Is there a way to speed up the process?
If you don't want to wait 30 years, the next best approach is to plant a raised bed. However, this is quite costly during the first year because a lot of organic matter needs to be added. Raised beds take a few years to become established, but can then be cultivated like normal garden beds and also provide a quick way of transforming compacted soils into fruitful vegetable beds, for example after building a new house.
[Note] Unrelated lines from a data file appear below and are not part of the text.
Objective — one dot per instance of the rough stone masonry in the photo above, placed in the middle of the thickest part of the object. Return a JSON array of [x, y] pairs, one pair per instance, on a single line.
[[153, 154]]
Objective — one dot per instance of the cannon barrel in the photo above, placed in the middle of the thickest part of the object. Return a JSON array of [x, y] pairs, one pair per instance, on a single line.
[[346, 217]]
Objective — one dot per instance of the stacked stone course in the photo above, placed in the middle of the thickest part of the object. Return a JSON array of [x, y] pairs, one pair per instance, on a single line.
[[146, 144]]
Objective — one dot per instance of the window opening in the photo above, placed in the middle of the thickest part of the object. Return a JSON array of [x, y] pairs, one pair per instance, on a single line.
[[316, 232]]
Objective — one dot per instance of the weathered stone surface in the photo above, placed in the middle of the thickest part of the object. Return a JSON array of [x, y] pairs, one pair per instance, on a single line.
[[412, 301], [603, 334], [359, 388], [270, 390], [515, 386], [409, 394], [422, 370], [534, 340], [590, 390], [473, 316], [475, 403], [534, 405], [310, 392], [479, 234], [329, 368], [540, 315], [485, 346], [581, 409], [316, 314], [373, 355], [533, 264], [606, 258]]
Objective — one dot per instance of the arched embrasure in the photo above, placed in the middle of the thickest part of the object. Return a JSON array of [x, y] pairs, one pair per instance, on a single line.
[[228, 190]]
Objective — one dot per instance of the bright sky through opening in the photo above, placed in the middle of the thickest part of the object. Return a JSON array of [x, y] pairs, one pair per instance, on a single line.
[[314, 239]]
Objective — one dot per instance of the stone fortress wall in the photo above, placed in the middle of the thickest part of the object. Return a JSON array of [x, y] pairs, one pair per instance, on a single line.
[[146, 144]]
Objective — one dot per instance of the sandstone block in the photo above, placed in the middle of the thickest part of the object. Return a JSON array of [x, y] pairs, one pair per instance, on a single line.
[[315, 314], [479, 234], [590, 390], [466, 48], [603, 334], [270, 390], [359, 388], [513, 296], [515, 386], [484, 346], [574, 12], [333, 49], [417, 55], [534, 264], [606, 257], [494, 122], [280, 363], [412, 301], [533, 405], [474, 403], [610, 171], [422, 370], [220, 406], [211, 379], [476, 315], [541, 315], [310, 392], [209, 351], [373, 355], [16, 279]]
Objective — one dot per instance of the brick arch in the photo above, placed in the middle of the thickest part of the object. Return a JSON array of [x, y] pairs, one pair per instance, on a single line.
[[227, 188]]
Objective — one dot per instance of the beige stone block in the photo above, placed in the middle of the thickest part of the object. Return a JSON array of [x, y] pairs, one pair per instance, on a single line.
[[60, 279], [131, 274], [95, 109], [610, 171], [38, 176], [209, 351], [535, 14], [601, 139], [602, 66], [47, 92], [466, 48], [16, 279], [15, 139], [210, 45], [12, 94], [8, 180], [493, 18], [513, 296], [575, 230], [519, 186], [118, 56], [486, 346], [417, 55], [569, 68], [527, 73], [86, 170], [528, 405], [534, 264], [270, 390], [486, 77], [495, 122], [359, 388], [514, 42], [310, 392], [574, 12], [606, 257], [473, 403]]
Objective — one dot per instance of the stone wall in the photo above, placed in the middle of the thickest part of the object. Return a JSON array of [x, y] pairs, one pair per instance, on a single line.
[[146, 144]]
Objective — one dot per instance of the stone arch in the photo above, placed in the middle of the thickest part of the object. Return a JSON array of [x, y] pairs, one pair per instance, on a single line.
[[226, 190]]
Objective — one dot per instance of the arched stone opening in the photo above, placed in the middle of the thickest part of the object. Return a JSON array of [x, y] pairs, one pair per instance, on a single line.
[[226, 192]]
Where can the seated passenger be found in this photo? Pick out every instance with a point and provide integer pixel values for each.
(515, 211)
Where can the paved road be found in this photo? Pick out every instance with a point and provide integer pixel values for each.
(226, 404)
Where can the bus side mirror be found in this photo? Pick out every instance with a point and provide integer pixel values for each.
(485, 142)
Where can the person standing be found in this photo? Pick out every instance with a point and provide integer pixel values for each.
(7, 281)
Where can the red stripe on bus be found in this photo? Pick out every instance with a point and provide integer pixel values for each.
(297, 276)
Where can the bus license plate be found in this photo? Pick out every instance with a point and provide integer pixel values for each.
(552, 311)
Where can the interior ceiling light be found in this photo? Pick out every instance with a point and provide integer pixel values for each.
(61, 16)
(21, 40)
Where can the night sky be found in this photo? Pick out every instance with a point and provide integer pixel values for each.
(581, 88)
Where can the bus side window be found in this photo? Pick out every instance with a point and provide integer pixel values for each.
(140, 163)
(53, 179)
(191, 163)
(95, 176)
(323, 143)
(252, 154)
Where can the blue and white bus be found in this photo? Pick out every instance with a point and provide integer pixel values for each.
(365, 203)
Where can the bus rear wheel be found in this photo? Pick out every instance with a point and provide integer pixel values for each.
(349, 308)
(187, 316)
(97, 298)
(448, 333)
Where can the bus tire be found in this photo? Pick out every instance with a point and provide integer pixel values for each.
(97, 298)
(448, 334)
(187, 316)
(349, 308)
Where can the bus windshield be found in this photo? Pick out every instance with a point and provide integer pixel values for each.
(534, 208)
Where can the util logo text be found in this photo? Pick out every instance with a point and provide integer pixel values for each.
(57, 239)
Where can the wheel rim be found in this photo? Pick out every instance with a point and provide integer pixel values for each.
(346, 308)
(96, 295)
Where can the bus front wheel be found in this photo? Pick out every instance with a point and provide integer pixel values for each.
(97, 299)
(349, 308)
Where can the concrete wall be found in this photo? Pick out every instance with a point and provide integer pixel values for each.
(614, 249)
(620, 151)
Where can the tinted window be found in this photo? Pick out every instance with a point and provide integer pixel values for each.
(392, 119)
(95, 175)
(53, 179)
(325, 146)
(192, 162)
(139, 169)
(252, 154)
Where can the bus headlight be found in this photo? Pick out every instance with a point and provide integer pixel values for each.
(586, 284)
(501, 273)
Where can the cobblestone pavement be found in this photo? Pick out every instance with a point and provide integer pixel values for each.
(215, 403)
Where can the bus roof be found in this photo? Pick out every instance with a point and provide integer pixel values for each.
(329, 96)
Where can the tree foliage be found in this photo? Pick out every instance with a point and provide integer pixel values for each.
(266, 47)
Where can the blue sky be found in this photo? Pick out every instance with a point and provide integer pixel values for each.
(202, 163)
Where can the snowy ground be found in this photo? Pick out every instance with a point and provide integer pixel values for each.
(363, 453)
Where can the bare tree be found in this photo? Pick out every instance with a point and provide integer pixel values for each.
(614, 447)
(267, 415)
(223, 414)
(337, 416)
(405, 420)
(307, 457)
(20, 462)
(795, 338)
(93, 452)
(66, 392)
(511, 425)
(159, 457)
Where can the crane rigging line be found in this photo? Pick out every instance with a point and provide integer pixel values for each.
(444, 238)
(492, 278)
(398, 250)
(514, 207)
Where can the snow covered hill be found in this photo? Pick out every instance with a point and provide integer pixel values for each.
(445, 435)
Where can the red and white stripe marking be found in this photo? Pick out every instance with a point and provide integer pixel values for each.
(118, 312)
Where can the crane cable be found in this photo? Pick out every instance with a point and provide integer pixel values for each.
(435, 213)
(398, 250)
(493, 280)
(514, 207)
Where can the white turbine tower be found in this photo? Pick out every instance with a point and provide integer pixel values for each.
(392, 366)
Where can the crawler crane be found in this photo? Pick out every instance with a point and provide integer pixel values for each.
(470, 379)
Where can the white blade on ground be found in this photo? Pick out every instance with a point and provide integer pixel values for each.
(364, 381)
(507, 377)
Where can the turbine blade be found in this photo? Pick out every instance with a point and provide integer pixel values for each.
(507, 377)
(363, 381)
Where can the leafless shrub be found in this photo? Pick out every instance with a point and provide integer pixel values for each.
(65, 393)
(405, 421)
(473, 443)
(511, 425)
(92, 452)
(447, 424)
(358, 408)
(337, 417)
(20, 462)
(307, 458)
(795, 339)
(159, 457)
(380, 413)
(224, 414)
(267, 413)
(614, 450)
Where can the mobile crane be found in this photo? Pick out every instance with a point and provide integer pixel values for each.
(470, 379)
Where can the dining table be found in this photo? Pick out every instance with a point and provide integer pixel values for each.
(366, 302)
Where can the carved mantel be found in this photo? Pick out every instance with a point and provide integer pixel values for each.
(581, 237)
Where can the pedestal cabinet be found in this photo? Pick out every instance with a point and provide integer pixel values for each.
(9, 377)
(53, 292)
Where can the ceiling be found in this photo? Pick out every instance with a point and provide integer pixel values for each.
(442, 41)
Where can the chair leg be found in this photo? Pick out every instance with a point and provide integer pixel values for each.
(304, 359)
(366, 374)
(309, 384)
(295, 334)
Instructions for building a raised bed
Start by digging out the humus layer to a depth of approximately 20 centimetres in a patch 150 cm wide and however long you want. Then line the excavated cavity with fine-mesh wire to keep out voles and other small animals. In the middle of the new bed, pile up the "core" of coarsely shredded branches and clippings from trees and hedges to a depth of 40 to 50 cm and a width of 70 centimetres. Then comes a 15 cm layer of grass turf (with the turf pointing downwards) or alternatively straw chaff with manure or fresh kitchen waste – you can also build a raised bed in autumn and throw all the kitchen waste over the winter into it. This is followed by a layer approximately 30 cm deep of wet leaves. On top of this is a layer approximately 20 cm deep of fresh, unrotted rough compost mixed with some silicate rock dust. The raised bed is then topped with approximately 20 cm of a mixture of the dug-out garden soil and 20% mature compost.